Which got me to thinking about something I’ve gone around with before, the whole question of whether being alone is an inherently bad thing. As a society we certainly seem to assume it is.
And yet, I’ve never considered being alone a bad thing. If anything, I consider the fact that there’s someone I enjoy living with more than I enjoy living alone quite wondrous, something I was never expecting. I’m perfectly comfortable going most places alone if no one wants to come with me (why would I ask anyone do anything they didn’t enjoy just to keep me company?). I had a delightful time tooling around Iceland on my own for a week. I understand why people sometimes hike alone in spite of all the common-sense reasons not to, because I understand the appeal of doing so.
Being alone means having space to think; space to regain balance and a sense of one’s true self.
I suspect ultimately this is a matter of different comfort levels: everyone has a comfortable balance of alone time and people time, and has to find it and then find a way to achieve it. But I think there’s also a arger cultural assumption that any time alone is inherently bad, and that assumption seems slightly harmful.
I’ve seen people make bad life decisions simply because of the fear of being alone. When faced with a choice between a bad–or even a mediocre–relationship or being alone, the bad relationship has more appeal the more frightening an option being alone is.

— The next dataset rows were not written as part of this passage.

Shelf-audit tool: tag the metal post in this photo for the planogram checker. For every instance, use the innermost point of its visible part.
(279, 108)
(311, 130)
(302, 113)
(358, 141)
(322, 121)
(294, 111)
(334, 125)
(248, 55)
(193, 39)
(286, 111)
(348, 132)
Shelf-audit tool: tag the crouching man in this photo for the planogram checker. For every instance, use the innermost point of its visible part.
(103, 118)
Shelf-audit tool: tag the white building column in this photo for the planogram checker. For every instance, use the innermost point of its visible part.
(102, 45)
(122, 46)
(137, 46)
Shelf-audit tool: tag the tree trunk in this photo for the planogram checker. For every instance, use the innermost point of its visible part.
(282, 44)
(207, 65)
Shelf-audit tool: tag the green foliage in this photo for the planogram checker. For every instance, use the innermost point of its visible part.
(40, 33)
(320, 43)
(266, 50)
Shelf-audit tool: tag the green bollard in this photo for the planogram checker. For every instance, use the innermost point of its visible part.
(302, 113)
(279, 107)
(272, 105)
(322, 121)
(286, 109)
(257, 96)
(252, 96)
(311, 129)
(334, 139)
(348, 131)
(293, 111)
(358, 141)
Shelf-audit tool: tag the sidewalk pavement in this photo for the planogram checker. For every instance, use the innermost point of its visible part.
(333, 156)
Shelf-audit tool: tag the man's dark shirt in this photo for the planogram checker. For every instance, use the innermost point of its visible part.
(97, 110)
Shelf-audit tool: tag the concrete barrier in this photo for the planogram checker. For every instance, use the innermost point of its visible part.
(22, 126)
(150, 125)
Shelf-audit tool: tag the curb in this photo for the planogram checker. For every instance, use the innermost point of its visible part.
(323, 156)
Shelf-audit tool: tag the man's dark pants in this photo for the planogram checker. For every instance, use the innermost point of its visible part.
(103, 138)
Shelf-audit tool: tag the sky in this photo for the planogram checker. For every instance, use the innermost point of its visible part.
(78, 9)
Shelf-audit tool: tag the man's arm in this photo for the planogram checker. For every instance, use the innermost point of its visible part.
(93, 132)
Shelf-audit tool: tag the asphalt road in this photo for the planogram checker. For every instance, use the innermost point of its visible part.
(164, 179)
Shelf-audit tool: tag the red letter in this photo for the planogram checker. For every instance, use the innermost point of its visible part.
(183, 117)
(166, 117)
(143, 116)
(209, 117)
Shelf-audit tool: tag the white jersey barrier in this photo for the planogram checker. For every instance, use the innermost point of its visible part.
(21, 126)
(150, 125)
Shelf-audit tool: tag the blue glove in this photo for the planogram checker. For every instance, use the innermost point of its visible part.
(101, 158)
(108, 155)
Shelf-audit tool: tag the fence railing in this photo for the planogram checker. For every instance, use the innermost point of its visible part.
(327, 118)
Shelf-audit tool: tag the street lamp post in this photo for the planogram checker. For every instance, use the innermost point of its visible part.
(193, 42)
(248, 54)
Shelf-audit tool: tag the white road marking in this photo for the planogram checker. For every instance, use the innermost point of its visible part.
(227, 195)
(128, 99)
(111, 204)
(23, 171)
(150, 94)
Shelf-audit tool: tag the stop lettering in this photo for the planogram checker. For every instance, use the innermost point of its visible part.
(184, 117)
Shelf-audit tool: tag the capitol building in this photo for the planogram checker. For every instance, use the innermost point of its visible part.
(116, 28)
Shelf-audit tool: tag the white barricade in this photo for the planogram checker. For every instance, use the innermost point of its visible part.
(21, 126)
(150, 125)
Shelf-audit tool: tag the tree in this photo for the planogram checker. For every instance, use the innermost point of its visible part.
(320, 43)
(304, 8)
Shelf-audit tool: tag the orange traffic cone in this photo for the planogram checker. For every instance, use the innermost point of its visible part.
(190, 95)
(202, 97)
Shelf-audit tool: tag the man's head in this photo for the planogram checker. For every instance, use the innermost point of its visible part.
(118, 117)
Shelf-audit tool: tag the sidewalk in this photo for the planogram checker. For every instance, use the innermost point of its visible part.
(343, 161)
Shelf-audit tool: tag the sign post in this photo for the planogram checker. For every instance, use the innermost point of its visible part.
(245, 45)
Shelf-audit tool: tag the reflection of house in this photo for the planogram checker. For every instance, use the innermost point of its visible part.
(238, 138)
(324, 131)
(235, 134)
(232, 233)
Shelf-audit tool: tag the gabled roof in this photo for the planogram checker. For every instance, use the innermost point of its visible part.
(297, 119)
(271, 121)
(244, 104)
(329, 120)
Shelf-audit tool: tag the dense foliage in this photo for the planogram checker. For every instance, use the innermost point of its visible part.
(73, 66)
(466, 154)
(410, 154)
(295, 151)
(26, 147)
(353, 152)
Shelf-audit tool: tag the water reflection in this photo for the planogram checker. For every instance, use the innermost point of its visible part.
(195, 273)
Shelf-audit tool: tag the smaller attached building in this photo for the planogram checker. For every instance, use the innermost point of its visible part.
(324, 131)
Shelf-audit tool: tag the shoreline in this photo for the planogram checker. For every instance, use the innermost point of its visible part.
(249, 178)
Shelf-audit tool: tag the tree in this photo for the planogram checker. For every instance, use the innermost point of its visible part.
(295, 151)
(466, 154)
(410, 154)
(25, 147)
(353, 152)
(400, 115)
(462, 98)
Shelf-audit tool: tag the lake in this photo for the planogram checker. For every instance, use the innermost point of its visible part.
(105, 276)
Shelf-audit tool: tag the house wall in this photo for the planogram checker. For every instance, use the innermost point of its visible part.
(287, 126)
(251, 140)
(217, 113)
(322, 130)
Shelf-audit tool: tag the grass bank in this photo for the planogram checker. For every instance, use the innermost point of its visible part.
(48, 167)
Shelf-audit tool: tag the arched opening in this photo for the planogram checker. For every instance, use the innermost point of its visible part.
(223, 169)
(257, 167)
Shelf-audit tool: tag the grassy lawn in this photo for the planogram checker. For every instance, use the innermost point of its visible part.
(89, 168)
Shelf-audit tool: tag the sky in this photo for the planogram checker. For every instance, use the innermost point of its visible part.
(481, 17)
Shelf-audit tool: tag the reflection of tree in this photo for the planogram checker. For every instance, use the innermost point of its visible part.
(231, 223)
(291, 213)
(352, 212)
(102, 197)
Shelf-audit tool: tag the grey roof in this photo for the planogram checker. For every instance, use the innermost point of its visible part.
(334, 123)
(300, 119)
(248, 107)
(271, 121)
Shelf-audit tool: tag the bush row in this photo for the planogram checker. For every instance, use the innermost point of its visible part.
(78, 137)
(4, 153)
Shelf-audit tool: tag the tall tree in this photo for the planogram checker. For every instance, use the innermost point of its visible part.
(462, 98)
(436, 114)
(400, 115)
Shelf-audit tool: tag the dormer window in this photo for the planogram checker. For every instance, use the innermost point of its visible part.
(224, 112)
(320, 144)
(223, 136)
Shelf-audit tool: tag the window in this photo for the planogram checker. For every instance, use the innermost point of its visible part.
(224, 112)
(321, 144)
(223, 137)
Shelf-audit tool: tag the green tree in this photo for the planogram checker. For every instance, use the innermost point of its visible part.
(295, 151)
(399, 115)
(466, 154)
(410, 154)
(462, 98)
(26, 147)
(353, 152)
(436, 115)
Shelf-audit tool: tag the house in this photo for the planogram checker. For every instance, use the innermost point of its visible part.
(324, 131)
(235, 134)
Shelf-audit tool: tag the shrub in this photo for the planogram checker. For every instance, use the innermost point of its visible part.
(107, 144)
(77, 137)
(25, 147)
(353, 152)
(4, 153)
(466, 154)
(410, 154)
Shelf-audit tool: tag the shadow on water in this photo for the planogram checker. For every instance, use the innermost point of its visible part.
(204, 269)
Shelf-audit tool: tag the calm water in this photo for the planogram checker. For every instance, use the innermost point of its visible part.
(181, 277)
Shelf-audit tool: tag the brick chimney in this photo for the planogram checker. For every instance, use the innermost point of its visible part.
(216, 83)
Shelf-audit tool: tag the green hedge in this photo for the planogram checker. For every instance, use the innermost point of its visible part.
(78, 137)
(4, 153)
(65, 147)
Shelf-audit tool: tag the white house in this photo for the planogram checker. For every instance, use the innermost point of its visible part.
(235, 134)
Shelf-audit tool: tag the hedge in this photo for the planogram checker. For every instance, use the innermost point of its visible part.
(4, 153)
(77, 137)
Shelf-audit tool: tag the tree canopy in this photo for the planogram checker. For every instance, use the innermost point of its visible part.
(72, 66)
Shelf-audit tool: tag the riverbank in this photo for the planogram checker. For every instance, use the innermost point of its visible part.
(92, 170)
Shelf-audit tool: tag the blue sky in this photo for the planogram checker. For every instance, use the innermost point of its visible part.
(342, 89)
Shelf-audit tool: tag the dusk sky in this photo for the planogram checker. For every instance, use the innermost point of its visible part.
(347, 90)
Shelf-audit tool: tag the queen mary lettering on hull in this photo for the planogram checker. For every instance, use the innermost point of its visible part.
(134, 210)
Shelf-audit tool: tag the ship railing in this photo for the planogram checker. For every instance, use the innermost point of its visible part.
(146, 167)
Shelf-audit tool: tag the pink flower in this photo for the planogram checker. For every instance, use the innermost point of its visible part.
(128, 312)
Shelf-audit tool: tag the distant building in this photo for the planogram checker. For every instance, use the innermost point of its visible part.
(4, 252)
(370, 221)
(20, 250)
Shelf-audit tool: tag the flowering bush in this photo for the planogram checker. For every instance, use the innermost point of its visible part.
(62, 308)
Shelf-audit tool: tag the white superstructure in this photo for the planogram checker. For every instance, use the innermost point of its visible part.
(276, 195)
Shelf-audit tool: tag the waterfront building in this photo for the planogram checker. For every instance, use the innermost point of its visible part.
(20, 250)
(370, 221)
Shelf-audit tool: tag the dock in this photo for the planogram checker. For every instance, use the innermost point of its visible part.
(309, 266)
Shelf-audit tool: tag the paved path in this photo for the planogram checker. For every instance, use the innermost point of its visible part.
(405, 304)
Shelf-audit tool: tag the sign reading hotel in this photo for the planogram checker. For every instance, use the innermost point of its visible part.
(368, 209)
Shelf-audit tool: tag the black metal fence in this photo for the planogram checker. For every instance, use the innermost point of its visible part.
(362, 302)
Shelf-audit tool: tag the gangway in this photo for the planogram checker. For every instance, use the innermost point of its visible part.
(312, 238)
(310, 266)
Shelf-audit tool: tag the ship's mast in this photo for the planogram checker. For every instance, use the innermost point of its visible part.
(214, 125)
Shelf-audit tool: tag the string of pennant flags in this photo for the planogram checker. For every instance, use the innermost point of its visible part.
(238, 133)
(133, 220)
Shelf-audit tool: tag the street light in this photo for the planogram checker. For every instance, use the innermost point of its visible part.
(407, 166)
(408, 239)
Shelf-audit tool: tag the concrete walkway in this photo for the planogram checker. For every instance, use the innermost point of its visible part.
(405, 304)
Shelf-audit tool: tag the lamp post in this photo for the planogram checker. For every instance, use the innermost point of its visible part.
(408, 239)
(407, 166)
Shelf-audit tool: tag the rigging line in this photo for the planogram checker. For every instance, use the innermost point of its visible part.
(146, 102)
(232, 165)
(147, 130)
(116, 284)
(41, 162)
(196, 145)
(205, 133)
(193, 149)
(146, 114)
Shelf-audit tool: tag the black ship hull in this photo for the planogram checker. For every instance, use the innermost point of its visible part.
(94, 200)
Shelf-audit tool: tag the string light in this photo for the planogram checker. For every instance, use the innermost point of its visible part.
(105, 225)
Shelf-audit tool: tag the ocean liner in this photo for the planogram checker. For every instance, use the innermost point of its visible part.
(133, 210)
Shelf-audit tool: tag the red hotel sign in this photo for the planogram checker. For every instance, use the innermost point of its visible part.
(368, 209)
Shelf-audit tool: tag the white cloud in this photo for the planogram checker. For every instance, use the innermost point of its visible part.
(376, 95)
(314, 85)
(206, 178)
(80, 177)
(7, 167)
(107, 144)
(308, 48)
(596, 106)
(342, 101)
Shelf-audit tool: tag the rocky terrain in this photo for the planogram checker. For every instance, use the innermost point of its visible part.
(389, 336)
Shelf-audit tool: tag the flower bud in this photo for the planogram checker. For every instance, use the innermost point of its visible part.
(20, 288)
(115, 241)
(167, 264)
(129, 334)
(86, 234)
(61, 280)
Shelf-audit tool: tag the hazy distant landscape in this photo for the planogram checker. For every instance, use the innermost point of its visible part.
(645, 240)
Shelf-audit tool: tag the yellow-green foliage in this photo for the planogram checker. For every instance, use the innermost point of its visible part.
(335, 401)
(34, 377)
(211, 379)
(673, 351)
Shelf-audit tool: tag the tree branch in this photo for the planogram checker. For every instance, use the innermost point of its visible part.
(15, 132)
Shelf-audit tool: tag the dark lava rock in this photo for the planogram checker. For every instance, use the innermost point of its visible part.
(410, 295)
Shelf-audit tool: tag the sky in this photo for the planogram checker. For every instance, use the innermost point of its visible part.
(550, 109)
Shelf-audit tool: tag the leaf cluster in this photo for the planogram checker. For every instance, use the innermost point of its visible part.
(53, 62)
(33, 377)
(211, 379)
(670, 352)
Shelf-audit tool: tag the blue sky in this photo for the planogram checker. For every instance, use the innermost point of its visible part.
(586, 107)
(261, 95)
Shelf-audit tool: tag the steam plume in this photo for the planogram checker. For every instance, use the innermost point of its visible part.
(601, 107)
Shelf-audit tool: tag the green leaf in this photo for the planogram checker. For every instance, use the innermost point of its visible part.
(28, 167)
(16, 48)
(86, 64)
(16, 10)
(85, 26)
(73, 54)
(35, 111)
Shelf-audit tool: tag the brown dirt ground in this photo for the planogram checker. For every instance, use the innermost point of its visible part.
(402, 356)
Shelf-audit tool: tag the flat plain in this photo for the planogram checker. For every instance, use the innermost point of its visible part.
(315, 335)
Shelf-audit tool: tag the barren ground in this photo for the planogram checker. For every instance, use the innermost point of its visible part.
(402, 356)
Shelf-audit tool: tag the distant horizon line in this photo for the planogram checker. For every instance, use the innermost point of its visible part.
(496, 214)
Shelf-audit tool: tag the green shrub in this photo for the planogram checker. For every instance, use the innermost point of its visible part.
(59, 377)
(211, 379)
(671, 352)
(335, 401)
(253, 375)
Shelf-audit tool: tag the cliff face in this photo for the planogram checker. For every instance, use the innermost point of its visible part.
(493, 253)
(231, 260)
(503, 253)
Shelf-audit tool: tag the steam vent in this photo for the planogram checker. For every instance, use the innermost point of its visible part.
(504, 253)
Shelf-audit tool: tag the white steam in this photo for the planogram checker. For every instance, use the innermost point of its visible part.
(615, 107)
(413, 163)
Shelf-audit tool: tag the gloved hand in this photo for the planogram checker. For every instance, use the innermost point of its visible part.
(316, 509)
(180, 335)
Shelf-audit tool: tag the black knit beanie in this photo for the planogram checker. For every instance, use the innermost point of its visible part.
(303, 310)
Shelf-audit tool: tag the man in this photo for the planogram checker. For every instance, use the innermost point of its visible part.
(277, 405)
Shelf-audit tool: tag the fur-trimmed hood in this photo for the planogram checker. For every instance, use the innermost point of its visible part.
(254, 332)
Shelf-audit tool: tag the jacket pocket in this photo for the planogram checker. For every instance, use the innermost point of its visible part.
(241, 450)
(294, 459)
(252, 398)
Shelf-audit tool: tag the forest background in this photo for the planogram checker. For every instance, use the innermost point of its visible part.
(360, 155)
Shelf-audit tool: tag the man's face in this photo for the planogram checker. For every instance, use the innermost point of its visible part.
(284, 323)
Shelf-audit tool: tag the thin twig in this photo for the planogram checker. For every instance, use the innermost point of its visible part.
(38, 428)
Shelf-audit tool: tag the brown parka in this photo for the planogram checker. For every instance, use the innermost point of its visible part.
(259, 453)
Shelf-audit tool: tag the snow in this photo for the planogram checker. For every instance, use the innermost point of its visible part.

Why do we assume, as a society, that being alone is automatically problematic? And why do we set up the expectation that various things ought not be done alone? (I’ve certainly felt the social awkwardness around this one–being seen as being alone can be uncomfortable in certain settings, even if one is not opposed to being alone otherwise.)
I enjoy being around people. I even crave social contact at times. I’m grateful for and care for those who are a part of my life. But I know that I’d nonetheless go mad if social contact was all there was, if I didn’t regularly get a large dose of alone time, as well.